Kenyan elections took place on March 4. While some technical aspects of it were ragged, especially the transmission and consolidation of vote counts, voting appears to have been largely peaceful. Thus far, there has been little questioning of the credibility of the process.
If neither candidate wins fifty percent plus one of the ballots cast, there will be a run-off in April. Polling results before election day showed the two presidential candidates very close, but with Kenyatta developing some forward momentum. Based on incomplete results, Uhuru Kenyatta is leading Raila Odinga. His followers are looking for a first round victory. Kenyatta seemed increasingly confident that he could avoid a runoff. However, on March 5 the elections commission determined that the hundreds of thousands of spoiled ballots would be added to the ballot total. This makes a runoff more likely. Kenyatta appears worried and is lashing out, accusing the British High Commission (embassy) of meddling in Kenyan internal affairs.
As of now, it looks like voters primarily supported presidential candidates on the basis of ethnic alliances–not issues. It remains to be seen whether the losers will accept the election results and whether there is one round or two. Ethnic divisions run deep.

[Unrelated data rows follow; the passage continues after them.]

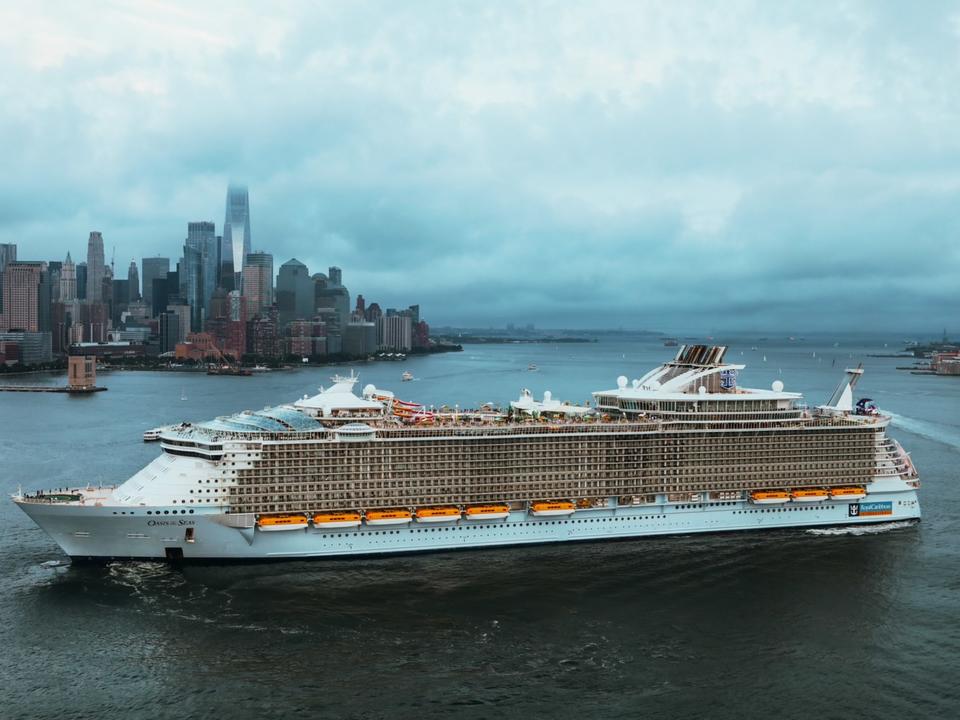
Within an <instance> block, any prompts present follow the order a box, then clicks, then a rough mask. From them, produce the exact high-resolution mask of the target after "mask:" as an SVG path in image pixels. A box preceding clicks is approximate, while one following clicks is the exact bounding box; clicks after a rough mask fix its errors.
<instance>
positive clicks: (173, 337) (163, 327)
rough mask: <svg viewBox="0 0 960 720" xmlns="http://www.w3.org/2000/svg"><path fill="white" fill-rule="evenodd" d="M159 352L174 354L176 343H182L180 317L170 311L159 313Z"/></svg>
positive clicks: (182, 340) (163, 311)
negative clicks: (159, 313)
mask: <svg viewBox="0 0 960 720" xmlns="http://www.w3.org/2000/svg"><path fill="white" fill-rule="evenodd" d="M159 319H160V352H161V353H165V352H175V351H176V349H177V343H180V342H182V341H183V338H182V337H181V332H180V316H179V315H178V314H177V313H175V312H172V311H170V310H164V311H163V312H162V313H160V318H159Z"/></svg>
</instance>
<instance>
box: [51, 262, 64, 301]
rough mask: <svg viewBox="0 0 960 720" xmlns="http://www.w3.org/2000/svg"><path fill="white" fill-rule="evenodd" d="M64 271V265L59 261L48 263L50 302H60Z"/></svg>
mask: <svg viewBox="0 0 960 720" xmlns="http://www.w3.org/2000/svg"><path fill="white" fill-rule="evenodd" d="M62 270H63V263H62V262H60V261H59V260H48V261H47V282H48V283H49V284H50V302H59V300H60V273H61V272H62Z"/></svg>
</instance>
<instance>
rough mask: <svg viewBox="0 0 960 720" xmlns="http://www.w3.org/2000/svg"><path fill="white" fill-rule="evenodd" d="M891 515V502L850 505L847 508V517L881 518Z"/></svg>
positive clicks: (883, 502)
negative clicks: (883, 516) (884, 515)
mask: <svg viewBox="0 0 960 720" xmlns="http://www.w3.org/2000/svg"><path fill="white" fill-rule="evenodd" d="M883 515H893V503H892V502H880V503H850V504H849V505H848V506H847V516H848V517H882V516H883Z"/></svg>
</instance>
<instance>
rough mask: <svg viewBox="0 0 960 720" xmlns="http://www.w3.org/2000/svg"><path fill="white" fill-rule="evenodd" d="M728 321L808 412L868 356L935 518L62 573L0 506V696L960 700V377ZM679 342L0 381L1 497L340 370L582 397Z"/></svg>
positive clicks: (763, 702) (284, 393)
mask: <svg viewBox="0 0 960 720" xmlns="http://www.w3.org/2000/svg"><path fill="white" fill-rule="evenodd" d="M718 340H720V338H718ZM723 340H725V341H726V342H728V343H729V345H730V349H729V351H728V354H727V360H728V361H732V362H742V363H744V364H746V365H747V366H748V367H747V368H746V370H744V371H742V372H741V373H740V376H739V382H740V383H741V384H743V385H747V386H753V387H770V384H771V383H772V382H773V381H775V380H781V381H783V383H784V385H785V386H786V389H787V390H794V391H800V392H803V393H805V394H806V396H807V401H808V402H809V403H810V404H811V405H815V404H817V403H820V402H824V401H825V400H826V399H827V397H829V395H830V393H831V391H832V390H833V388H834V387H835V386H836V384H837V382H838V381H839V380H840V379H841V377H842V375H843V370H844V368H845V367H847V366H851V365H856V363H858V362H863V363H864V366H865V369H866V373H865V375H864V377H863V379H862V381H861V384H860V386H859V387H858V388H857V393H856V394H857V397H870V398H872V399H873V400H874V402H875V403H876V404H877V405H878V406H879V407H880V408H881V409H882V410H883V411H885V412H888V413H890V414H891V415H892V416H893V425H892V428H891V430H890V431H889V432H890V434H891V435H893V436H895V437H896V438H897V439H898V440H900V442H901V443H902V444H903V446H904V447H905V448H906V449H907V450H908V451H910V452H911V454H912V457H913V460H914V463H915V464H916V466H917V468H918V470H919V472H920V476H921V480H922V487H921V491H920V492H921V495H920V497H921V505H922V509H923V513H924V519H923V521H922V522H920V523H918V524H906V523H901V524H881V525H876V526H871V527H861V528H857V529H843V528H828V529H815V530H791V531H766V532H753V533H740V534H718V535H696V536H679V537H669V538H646V539H644V538H640V539H636V540H630V541H620V542H602V543H584V544H573V543H568V544H561V545H547V546H538V547H527V548H514V549H491V550H477V551H469V552H460V553H457V552H451V553H441V554H433V555H412V556H403V557H393V558H383V559H363V560H338V561H323V560H319V561H305V562H300V561H296V562H284V563H273V564H269V563H268V564H248V565H229V566H187V567H184V568H173V567H169V566H167V565H165V564H163V563H131V562H123V563H112V564H109V565H107V566H105V567H102V566H71V565H70V564H69V561H68V560H67V559H66V558H65V557H64V556H63V555H62V553H61V552H60V551H59V549H58V548H57V546H56V545H55V544H54V543H53V542H52V541H51V540H50V539H49V538H48V537H47V536H46V535H45V534H44V533H43V532H42V531H41V530H39V528H37V527H36V526H35V525H33V524H32V523H31V522H30V521H29V519H28V518H27V517H26V516H25V515H23V513H21V512H20V511H19V510H18V509H17V508H16V507H15V506H14V505H13V503H11V502H9V501H8V500H6V499H4V500H3V501H2V502H0V579H2V582H0V688H3V690H2V697H3V707H2V708H0V717H3V718H9V719H10V720H13V719H15V718H16V719H19V718H25V719H26V718H56V719H57V720H67V719H69V718H100V717H118V718H121V717H122V718H150V719H151V720H156V719H157V718H186V717H197V718H208V717H215V716H229V717H233V718H245V717H266V716H281V715H282V716H283V717H294V718H295V717H303V718H338V717H344V718H408V717H409V718H433V717H438V718H439V717H458V718H493V717H496V718H505V717H518V718H534V717H546V716H552V717H554V718H568V717H569V718H574V717H576V718H635V717H642V718H678V717H709V718H730V719H731V720H733V719H737V720H739V719H742V718H753V717H757V718H761V717H762V718H771V717H775V718H809V717H823V718H849V717H876V718H909V717H951V716H952V717H956V716H957V712H958V711H957V708H958V707H960V690H958V689H957V683H956V678H957V677H960V532H958V531H960V494H958V491H957V488H956V482H957V475H958V471H957V468H958V466H960V378H957V377H936V376H925V375H911V374H910V373H909V372H906V371H903V370H897V369H896V366H898V365H904V364H909V363H907V362H905V361H904V360H903V359H897V358H892V357H876V356H882V355H889V354H892V353H894V352H896V351H897V350H898V349H899V348H900V347H901V346H900V345H899V344H898V341H897V339H896V338H880V339H874V340H860V341H857V342H855V343H851V342H850V341H849V340H847V339H844V338H817V339H805V340H800V339H798V340H796V341H788V340H786V339H782V340H773V339H771V340H761V339H759V338H724V339H723ZM754 348H755V349H754ZM674 352H675V349H673V348H664V347H663V346H662V343H661V342H660V341H657V340H654V339H642V338H641V339H632V340H628V339H604V340H601V341H599V342H596V343H585V344H504V345H468V346H465V348H464V352H462V353H449V354H444V355H434V356H427V357H411V358H409V359H407V360H406V361H404V362H375V363H361V364H356V365H352V366H343V367H324V368H317V367H304V368H297V369H295V370H290V371H283V372H268V373H263V374H259V375H254V376H252V377H208V376H206V375H203V374H193V373H178V372H121V371H114V372H109V373H103V374H101V375H100V376H99V378H98V381H99V384H101V385H105V386H107V387H108V388H109V391H108V392H104V393H98V394H96V395H92V396H82V397H73V396H68V395H65V394H58V393H0V491H2V492H3V493H4V495H5V498H6V496H8V495H9V494H10V493H14V492H16V490H17V488H18V487H19V486H22V487H23V489H24V490H34V489H38V488H56V487H63V486H71V485H72V486H76V485H86V484H88V483H93V484H98V483H103V484H113V483H117V482H122V481H123V480H125V479H126V478H127V477H129V476H130V475H131V474H133V473H134V472H135V471H136V470H138V469H139V468H140V467H142V466H143V465H145V464H146V463H147V462H149V461H150V460H151V459H152V458H153V457H155V456H156V454H157V453H158V452H159V448H158V447H157V446H156V445H151V444H145V443H143V442H142V441H141V436H142V433H143V432H144V431H145V430H147V429H150V428H152V427H155V426H157V425H161V424H166V423H173V422H179V421H181V420H194V421H198V420H204V419H210V418H212V417H214V416H216V415H222V414H227V413H232V412H237V411H239V410H243V409H259V408H262V407H264V406H266V405H275V404H278V403H280V402H284V401H293V400H295V399H296V398H298V397H301V396H303V395H305V394H313V393H315V392H316V390H317V388H318V387H319V386H320V385H327V384H329V382H330V381H329V377H330V376H331V375H333V374H334V373H335V372H341V373H343V372H349V371H350V370H351V369H353V370H356V371H357V372H358V373H359V374H360V383H361V386H362V385H364V384H367V383H374V384H375V385H377V386H378V387H384V388H387V389H391V390H394V391H395V392H396V393H397V395H398V397H401V398H403V399H407V400H412V401H417V402H421V403H425V404H427V405H430V404H433V405H440V404H442V403H446V404H448V405H450V406H454V405H459V406H460V407H476V406H478V405H480V404H482V403H485V402H493V403H497V404H501V405H503V404H505V403H507V402H508V401H509V400H511V399H516V397H517V396H518V395H519V393H520V391H521V389H523V388H529V389H530V390H531V391H532V392H533V393H534V395H535V396H537V397H540V396H541V395H542V393H543V392H544V391H545V390H550V391H551V392H552V393H553V397H555V398H560V399H562V400H569V401H572V402H579V403H582V402H584V401H586V400H588V399H589V398H590V391H593V390H600V389H607V388H612V387H615V386H616V378H617V376H618V375H621V374H623V375H627V376H628V377H629V378H631V379H632V378H635V377H640V376H641V375H642V374H643V373H645V372H646V371H647V370H648V369H650V368H652V367H653V366H655V365H657V364H659V363H660V362H662V361H664V360H665V359H667V358H668V357H670V356H671V355H672V354H673V353H674ZM531 365H534V366H535V367H536V369H535V370H530V369H528V368H529V367H530V366H531ZM405 370H409V371H410V372H411V373H412V374H413V376H414V380H412V381H410V382H401V374H402V373H403V372H404V371H405ZM38 378H39V379H38ZM0 381H2V382H10V381H12V380H0ZM19 381H23V382H30V383H31V384H35V383H40V382H48V383H62V382H63V381H64V380H63V378H62V377H54V378H50V377H40V376H30V377H29V380H26V379H23V378H21V379H20V380H19Z"/></svg>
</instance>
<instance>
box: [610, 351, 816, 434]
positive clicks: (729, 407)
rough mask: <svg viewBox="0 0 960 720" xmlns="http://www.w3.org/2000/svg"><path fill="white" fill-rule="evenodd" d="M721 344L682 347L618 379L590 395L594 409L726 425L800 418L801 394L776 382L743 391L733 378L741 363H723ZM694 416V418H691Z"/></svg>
mask: <svg viewBox="0 0 960 720" xmlns="http://www.w3.org/2000/svg"><path fill="white" fill-rule="evenodd" d="M726 351H727V348H726V347H725V346H707V345H690V346H687V345H683V346H681V347H680V349H679V350H678V351H677V355H676V357H675V358H674V359H673V360H671V361H669V362H665V363H663V364H662V365H660V366H659V367H657V368H654V369H653V370H651V371H650V372H648V373H647V374H646V375H644V376H643V377H641V378H638V379H635V380H633V381H632V382H631V381H630V380H628V379H627V377H626V376H623V375H621V376H620V377H619V378H617V387H616V389H613V390H601V391H598V392H595V393H593V397H594V400H595V402H596V404H597V409H599V410H603V411H607V412H614V413H618V414H625V415H631V414H633V415H636V414H649V415H656V416H667V417H669V416H674V419H676V417H675V416H678V415H682V416H683V417H684V418H685V419H689V420H696V421H698V422H702V421H706V422H710V421H713V420H716V421H728V420H730V419H731V417H730V416H731V415H733V416H735V417H738V418H741V419H745V420H746V419H750V420H782V419H793V418H796V417H799V416H800V414H801V413H802V412H803V411H804V410H805V408H804V407H803V406H802V403H801V401H802V399H803V396H802V395H801V394H800V393H792V392H785V391H784V389H783V388H784V386H783V383H782V382H781V381H780V380H777V381H775V382H774V383H773V385H772V386H771V388H770V389H769V390H763V389H758V388H743V387H740V386H739V385H738V384H737V375H738V373H739V372H740V371H741V370H743V369H744V368H745V367H746V366H745V365H737V364H733V363H725V362H724V361H723V356H724V355H725V354H726ZM691 416H694V417H691Z"/></svg>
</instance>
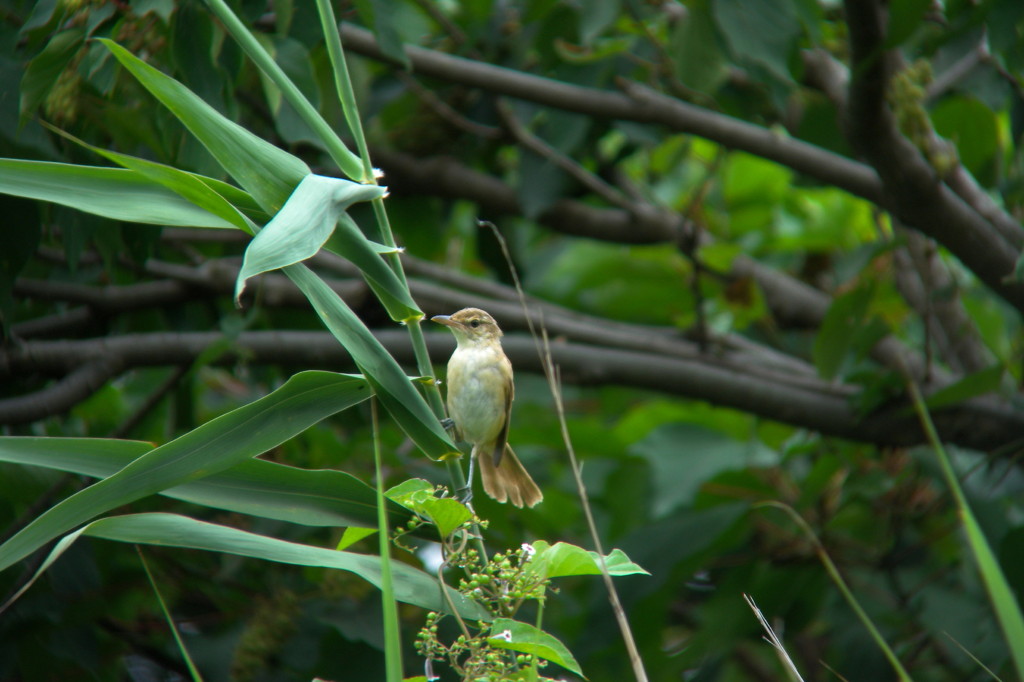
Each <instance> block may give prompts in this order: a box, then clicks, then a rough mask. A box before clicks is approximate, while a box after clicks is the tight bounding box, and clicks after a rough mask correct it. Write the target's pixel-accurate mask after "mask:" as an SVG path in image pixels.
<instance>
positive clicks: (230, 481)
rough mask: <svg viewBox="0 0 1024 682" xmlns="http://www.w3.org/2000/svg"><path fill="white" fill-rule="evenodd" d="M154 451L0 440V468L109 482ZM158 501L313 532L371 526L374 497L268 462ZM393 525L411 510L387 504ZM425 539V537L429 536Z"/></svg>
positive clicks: (306, 470) (187, 490)
mask: <svg viewBox="0 0 1024 682" xmlns="http://www.w3.org/2000/svg"><path fill="white" fill-rule="evenodd" d="M152 450H154V446H153V445H152V444H151V443H146V442H139V441H135V440H115V439H110V438H46V437H31V436H8V437H0V462H9V463H13V464H20V465H25V466H35V467H45V468H48V469H54V470H57V471H67V472H70V473H75V474H82V475H86V476H92V477H94V478H109V477H110V476H113V475H114V474H116V473H117V472H118V471H121V470H122V469H124V468H125V467H126V466H128V465H129V464H131V463H132V462H133V461H135V460H136V459H138V458H139V457H141V456H143V455H144V454H145V453H147V452H151V451H152ZM160 495H162V496H165V497H168V498H173V499H175V500H181V501H183V502H189V503H191V504H196V505H202V506H204V507H211V508H214V509H226V510H227V511H232V512H238V513H240V514H248V515H250V516H258V517H261V518H271V519H274V520H278V521H288V522H289V523H299V524H302V525H309V526H322V527H338V526H348V527H352V526H364V527H372V526H375V525H376V523H377V495H376V492H375V491H374V488H373V487H371V486H370V485H367V484H366V483H364V482H362V481H361V480H359V479H358V478H356V477H355V476H352V475H350V474H347V473H345V472H344V471H337V470H335V469H316V470H309V469H299V468H296V467H292V466H288V465H286V464H279V463H278V462H270V461H268V460H261V459H253V460H246V461H245V462H242V463H241V464H237V465H234V466H232V467H231V468H230V469H226V470H224V471H221V472H219V473H215V474H210V475H209V476H206V477H205V478H202V479H201V480H195V481H190V482H187V483H184V484H182V485H176V486H174V487H170V488H167V489H165V491H161V492H160ZM388 515H389V519H390V522H391V523H393V524H395V525H400V524H403V523H406V521H408V520H409V519H410V517H411V515H410V512H409V510H407V509H404V508H402V507H401V506H400V505H398V504H396V503H394V502H389V503H388ZM424 535H425V534H424Z"/></svg>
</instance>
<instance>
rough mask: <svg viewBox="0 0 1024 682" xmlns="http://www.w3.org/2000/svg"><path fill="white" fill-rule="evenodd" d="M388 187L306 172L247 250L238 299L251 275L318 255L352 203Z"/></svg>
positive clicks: (362, 238) (368, 196) (365, 198)
mask: <svg viewBox="0 0 1024 682" xmlns="http://www.w3.org/2000/svg"><path fill="white" fill-rule="evenodd" d="M384 191H385V190H384V188H383V187H379V186H377V185H372V184H358V183H356V182H352V181H350V180H343V179H341V178H337V177H327V176H324V175H315V174H313V173H310V174H309V175H307V176H305V177H304V178H303V179H302V181H301V182H300V183H299V186H297V187H296V188H295V191H294V193H292V196H291V197H289V198H288V202H287V203H286V204H285V206H284V207H283V208H282V209H281V211H279V212H278V215H275V216H273V219H272V220H271V221H270V222H268V223H267V224H266V225H265V226H264V227H263V229H261V230H260V232H259V235H257V236H256V237H255V238H254V239H253V241H252V242H251V243H250V244H249V247H248V248H247V249H246V255H245V260H244V261H243V263H242V269H240V270H239V276H238V281H237V283H236V286H234V300H236V301H238V300H239V298H240V297H241V296H242V292H243V290H244V289H245V284H246V281H247V280H248V279H249V278H252V276H255V275H257V274H259V273H261V272H267V271H269V270H276V269H280V268H283V267H285V266H286V265H294V264H295V263H300V262H302V261H304V260H306V259H308V258H311V257H312V256H314V255H315V254H316V252H317V251H319V250H321V247H323V246H324V244H325V243H326V242H327V241H328V239H329V238H330V237H331V232H333V231H334V227H335V225H336V224H337V223H338V219H339V218H340V217H341V216H343V215H345V211H346V209H347V208H348V207H349V206H351V205H352V204H353V203H355V202H362V201H369V200H371V199H375V198H377V197H380V196H382V195H383V194H384ZM359 237H360V239H361V240H362V243H364V246H365V249H366V251H368V252H369V253H370V254H371V255H372V256H373V258H374V259H375V260H376V261H377V262H379V263H380V264H381V265H384V261H382V260H381V258H380V256H378V255H377V253H376V252H375V251H374V250H373V248H372V247H371V246H370V244H369V243H368V242H367V240H366V238H364V237H362V235H361V232H360V233H359ZM393 276H394V275H393V273H392V278H393ZM407 298H408V294H407ZM410 300H411V299H410Z"/></svg>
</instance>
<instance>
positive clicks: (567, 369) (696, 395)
mask: <svg viewBox="0 0 1024 682" xmlns="http://www.w3.org/2000/svg"><path fill="white" fill-rule="evenodd" d="M377 336H378V338H379V339H380V341H381V342H382V343H383V344H384V345H385V347H386V348H387V349H388V350H389V351H390V352H391V353H392V354H394V355H395V357H396V358H398V359H399V361H402V363H406V364H412V363H413V361H414V357H413V351H412V348H411V347H410V344H409V337H408V335H407V334H404V333H403V332H401V331H399V330H387V331H383V332H378V334H377ZM221 338H222V336H221V335H219V334H217V333H212V332H197V333H189V334H177V333H157V334H134V335H127V336H118V337H106V338H102V339H91V340H78V341H33V342H29V343H26V344H24V345H22V346H20V347H18V348H8V349H2V350H0V376H14V375H17V376H24V375H26V374H27V373H44V374H54V373H55V374H61V373H65V372H68V371H69V370H70V369H72V368H74V367H75V366H76V365H77V364H78V363H80V361H81V358H83V357H105V358H110V359H111V360H116V361H117V363H119V367H123V368H126V369H127V368H134V367H155V366H163V365H182V364H185V363H189V361H191V360H193V359H194V358H195V357H197V356H198V355H199V354H200V353H201V352H203V350H204V349H205V348H207V347H209V345H210V344H211V343H213V342H215V341H217V340H219V339H221ZM426 340H427V345H428V347H429V349H430V352H431V355H433V356H434V357H444V356H446V355H447V354H449V353H451V351H452V350H453V344H454V341H453V339H452V338H451V335H447V334H428V335H427V336H426ZM504 345H505V348H506V351H507V353H508V354H509V357H510V358H511V359H512V361H513V364H514V365H515V366H516V368H517V370H518V371H520V372H541V370H542V368H541V361H540V357H539V354H538V352H537V349H536V347H535V342H534V340H532V339H530V338H528V337H524V336H518V335H509V336H507V337H506V338H505V340H504ZM236 348H237V349H238V352H239V353H242V354H243V355H244V356H245V357H246V358H247V360H248V361H252V363H258V364H267V365H278V366H286V367H299V368H303V369H310V368H322V369H331V370H348V369H351V367H352V364H351V360H350V358H349V356H348V355H347V353H346V352H345V350H344V349H343V348H342V347H341V346H340V345H339V344H338V343H337V340H336V339H334V337H333V336H331V335H330V334H328V333H326V332H245V333H243V334H241V335H240V336H239V337H238V341H237V344H236ZM551 348H552V353H553V356H554V360H555V364H556V365H558V366H559V367H560V369H561V373H562V377H563V379H564V380H565V381H567V382H570V383H575V384H579V385H585V386H601V385H607V384H614V385H622V386H631V387H636V388H643V389H649V390H656V391H660V392H665V393H670V394H674V395H679V396H683V397H687V398H691V399H700V400H708V401H710V402H713V403H714V404H718V406H722V407H728V408H733V409H736V410H741V411H744V412H750V413H752V414H755V415H759V416H762V417H765V418H767V419H772V420H775V421H780V422H784V423H787V424H793V425H795V426H800V427H804V428H810V429H815V430H818V431H821V432H822V433H825V434H828V435H833V436H839V437H843V438H850V439H854V440H861V441H868V442H874V443H879V444H884V445H912V444H916V443H921V442H925V437H924V435H923V434H922V432H921V429H920V425H919V424H918V421H916V419H914V417H913V415H912V414H911V413H910V412H909V411H908V410H907V409H906V406H905V404H904V403H900V404H894V406H891V407H888V408H886V409H885V410H882V411H879V412H877V413H874V414H872V415H869V416H867V417H864V418H860V417H858V415H857V412H856V410H855V409H854V408H853V407H851V403H850V398H851V396H852V393H851V391H852V389H850V388H844V387H837V386H835V385H831V384H827V383H824V382H818V384H817V386H816V387H811V386H809V385H797V384H791V385H786V384H784V383H782V382H780V381H779V380H778V379H777V378H766V377H760V376H757V375H753V374H751V373H750V372H748V371H746V370H748V369H749V368H745V367H742V366H738V367H737V366H733V365H731V364H729V363H725V361H719V363H711V361H709V358H708V357H707V356H697V357H668V356H664V355H652V354H650V353H644V352H638V351H635V350H626V349H618V348H601V347H595V346H591V345H584V344H580V343H573V342H567V341H555V342H553V343H552V345H551ZM230 357H231V355H230V354H228V355H226V356H225V357H223V358H221V361H226V360H228V359H230ZM19 400H22V398H11V399H8V400H5V401H3V408H4V409H3V410H0V423H11V417H12V415H14V416H16V415H17V414H25V413H24V412H23V413H17V412H16V410H18V409H20V407H19V406H18V404H16V403H17V402H18V401H19ZM934 419H935V421H936V424H937V425H938V428H939V430H940V433H941V435H942V438H943V439H944V440H946V441H949V442H955V443H958V444H961V445H964V446H968V447H974V449H979V450H992V449H996V447H1000V446H1004V445H1006V444H1008V443H1009V442H1013V441H1016V440H1018V439H1019V438H1020V434H1021V433H1022V432H1024V415H1022V414H1020V413H1019V412H1014V411H1012V410H1010V409H1008V408H1005V407H1002V406H999V404H996V403H994V402H993V401H990V400H984V399H973V400H969V401H966V402H964V403H961V404H958V406H956V407H954V408H950V409H946V410H941V411H938V412H936V413H935V415H934Z"/></svg>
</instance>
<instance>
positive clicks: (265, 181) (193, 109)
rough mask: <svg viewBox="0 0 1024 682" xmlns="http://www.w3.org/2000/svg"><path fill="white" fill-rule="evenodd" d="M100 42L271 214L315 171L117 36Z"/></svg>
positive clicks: (143, 86)
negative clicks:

In the run-up to the elections, there was ethnic identity campaigning and some hate speech that does not bode well. If there is a second round, we can anticipate a second wave of ethnic alliances, with no guarantee that the first round front runner will prevail.
Presidential candidate Uhuru Kenyatta and his vice presidential running mate William Ruto are under indictment by the International Criminal Court at The Hague for their involvement in ethnic violence following the 2007 elections. They say they are innocent of the charges, and they have pledged to cooperate with the ICC and to go to The Hague to stand trial. Their trial, originally scheduled for April, has been postponed to August. Nevertheless, if they are elected president and vice president of Kenya, it remains to be seen how the ICC dimension will play out.
Many Kenyans want to see justice done following the violence of 2007. However in 2010, the Kenyan parliament passed a resolution, only advisory, urging that the government withdraw Kenya from the jurisdiction of the ICC. If Kenyatta and Ruto prevail in the elections, this might be an option. If, however, they lose, a Kenyan government might well be indifferent to their ICC fate. Hence, the future relationship of Kenya to the ICC could also be determined by the outcome of the elections.
Kenyans also voted for governors and senators of forty-six newly created counties, part of a restructuring of the state mandated by the new constitution, which was designed in part to preclude a recurrence of the prolonged and bloody crisis that followed the elections in 2007. Nevertheless, the “elephant in the living room” remains whether the 2013 elections will be followed by violence similar in magnitude to that of 2007. The constitutional restructuring of the state has reduced the power of the presidency and may mitigate Kenya’s traditional winner-take-all political culture. That in turn may encourage less violence. Kenyans genuinely also seem to want to avoid ethnic violence, having witnessed its destructive power in 2007. Such factors may reduce the risks.